Enfin, les allergènes alimentaires, comme le gluten ou le lactose pour les deux plus importants d'entre eux. Là, règne un paradoxe. On dénombre de 1% à 3 % de Français qui souffrent d'intolérances médicalement constatées, alors que le marché des produits sans allergènes («sans gluten» par exemple) est composé à 90 % par des gens qui ne sont pas intolérants. Deux raisons expliquent ce phénomène. «Les gens trouvent dans la consommation des aliments sans allergènes un bénéfice immédiat, celui du confort digestif», indique Sophie de Reynal. Les facteurs sociaux jouent également. «Actuellement, les enfants ont tendance à être plus allergiques que ceux des générations passées, relate Xavier Terlet. Si un membre de la famille est allergène, toute la famille adoptera ce plus petit dénominateur commun alimentaire. Ce n'est donc pas un marché de niche.» A Paris, un restaurant appelé Noglu et évidemment sans gluten a ouvert ses portes à la rentrée 2012.
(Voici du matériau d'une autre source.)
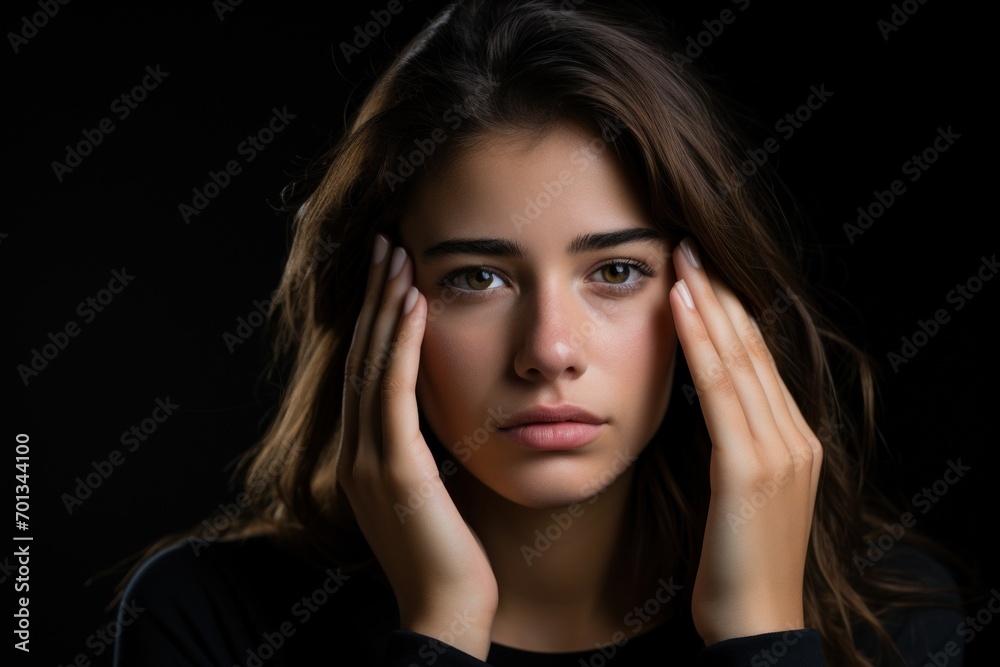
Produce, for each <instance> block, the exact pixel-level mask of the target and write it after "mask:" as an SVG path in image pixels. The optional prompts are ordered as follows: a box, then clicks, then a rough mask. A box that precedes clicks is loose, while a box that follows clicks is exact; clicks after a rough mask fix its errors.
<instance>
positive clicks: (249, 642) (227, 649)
mask: <svg viewBox="0 0 1000 667" xmlns="http://www.w3.org/2000/svg"><path fill="white" fill-rule="evenodd" d="M395 616H396V608H395V600H394V598H393V597H392V593H391V591H390V590H387V589H386V588H385V587H383V586H380V585H379V584H377V583H376V582H375V581H374V580H373V579H372V578H371V577H370V576H368V575H366V574H363V573H353V574H352V573H349V572H346V571H344V570H343V569H342V568H340V567H337V566H333V567H327V568H325V569H322V568H318V567H313V566H311V565H309V564H307V563H306V562H304V561H302V560H300V559H299V558H298V557H297V555H296V554H295V553H294V552H293V551H292V550H290V549H288V548H285V547H282V546H281V545H279V544H278V543H277V542H275V541H274V540H273V539H272V538H271V537H269V536H263V535H262V536H254V537H244V538H226V539H220V540H214V541H210V542H208V541H204V540H196V539H195V540H192V539H185V540H182V541H179V542H177V543H175V544H173V545H172V546H170V547H168V548H165V549H163V550H162V551H160V552H158V553H156V554H155V555H154V556H152V557H150V558H149V559H148V560H147V561H145V562H144V563H143V564H142V565H141V566H140V567H139V568H138V569H137V570H136V572H135V574H134V575H133V576H132V578H131V579H130V580H129V582H128V585H127V586H126V588H125V591H124V594H123V597H122V601H121V604H120V606H119V609H118V619H119V622H120V624H121V626H122V632H121V634H120V635H119V641H118V643H117V645H116V657H118V656H120V659H121V662H120V663H118V664H152V665H160V664H178V665H184V664H209V665H215V664H219V665H232V664H242V663H244V662H246V660H247V657H248V655H247V652H248V651H249V652H250V653H254V652H255V651H258V649H259V648H260V646H261V642H262V641H264V642H265V643H269V644H275V643H277V644H280V646H281V648H280V650H278V648H275V649H274V653H275V660H274V661H272V664H275V665H278V664H286V663H287V664H298V663H297V660H298V658H299V657H301V656H303V655H307V654H308V652H309V651H311V650H314V649H315V648H316V647H319V646H326V645H328V644H327V642H337V641H338V639H339V640H342V641H343V642H346V643H350V644H352V645H353V646H355V647H360V648H359V649H358V650H361V651H362V652H364V653H368V654H370V653H371V652H372V651H375V652H376V653H377V650H378V649H377V647H378V645H379V642H384V638H385V634H387V633H388V631H389V630H390V629H392V628H394V627H395V626H396V624H397V622H398V620H397V619H396V618H395ZM268 638H270V639H268ZM364 647H375V648H364ZM160 656H165V657H160ZM192 656H195V657H196V659H194V658H192ZM282 658H285V659H282ZM151 660H152V661H153V662H150V661H151ZM357 664H366V663H365V662H362V661H359V662H358V663H357Z"/></svg>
Le langage du marketing du «sans» n'est pas uniforme. Plusieurs figures de style sont ainsi employées par les marques agroalimentaires et leurs agences. La plus directe consiste à mettre bien en évidence l'absence. «Sans conservateurs» peut-on lire ainsi sur des paquets de céréales ou «sans colorants artificiels» sur des yaourts aux fruits vendus en grande distribution. L'approche directe n'est pas sans risques, à l'image de l'enseigne Système U et de sa publicité anti-huile de palme (agence TBWA Paris) retoquée par la justice à la demande de l'association ivoirienne des producteurs de palmier à huile. Aux Etats-Unis, certains produits alimentaires comportaient un temps la mention «China Free», autrement dit sans ingrédients chinois, mais cela n'allait pas sans poser de problèmes politiques.

Angoisse alimentaire profonde

Tendance de l'année 2013 dans le domaine des boissons, la mention du «zéro» est une variante plus sophistiquée du marketing du «sans». Après le Coca Zéro, Schweppes a abandonné cette année la mention «light» au profit du «zéro» pour désigner ses produits sans aspartame et sans sucre.

Autre avatar, encore plus pointu, la technique du «positif-négatif» est employée sous de multiples formes. Le fabricant de glaces Häagen-Dazs a commercialisé une gamme appelée Five, en référence au nombre d'ingrédients qu'elle contient (arôme naturel, crème, lait, œufs, sucre). Dans la même veine, le fait de préciser l'origine géographique des produits (confiture d'abricots de Provence ou la mention «ingrédients de France» par Saint-Michel dans sa gamme Cocottes) est aussi un moyen de dire «sans».

En définitive, le marketing du «sans» tente de répondre à une angoisse alimentaire profonde. «Les consommateurs éprouvent un besoin de sécurité et de naturalité dans ce domaine, considère Xavier Terlet. Ils deviennent de plus en plus soucieux de leurs achats de nourriture.» Tandis que monte un sentiment de défiance envers l'industrie agroalimentaire, Sophie de Reynal et Serge Michels insistent sur le rôle joué par des ONG militantes. «Elles adoptent des postures de combat», pense Serge Michels. L'huile de palme, par exemple, a été mise sur le devant de la scène après un clip viral de Greenpeace. «Il a associé l'idée de déforestation à l'huile de palme», explique Sophie de Reynal. Un combat récupéré par des distributeurs français comme Casino et Système U. «C'est un moyen de différenciation pour eux», note Serge Michels.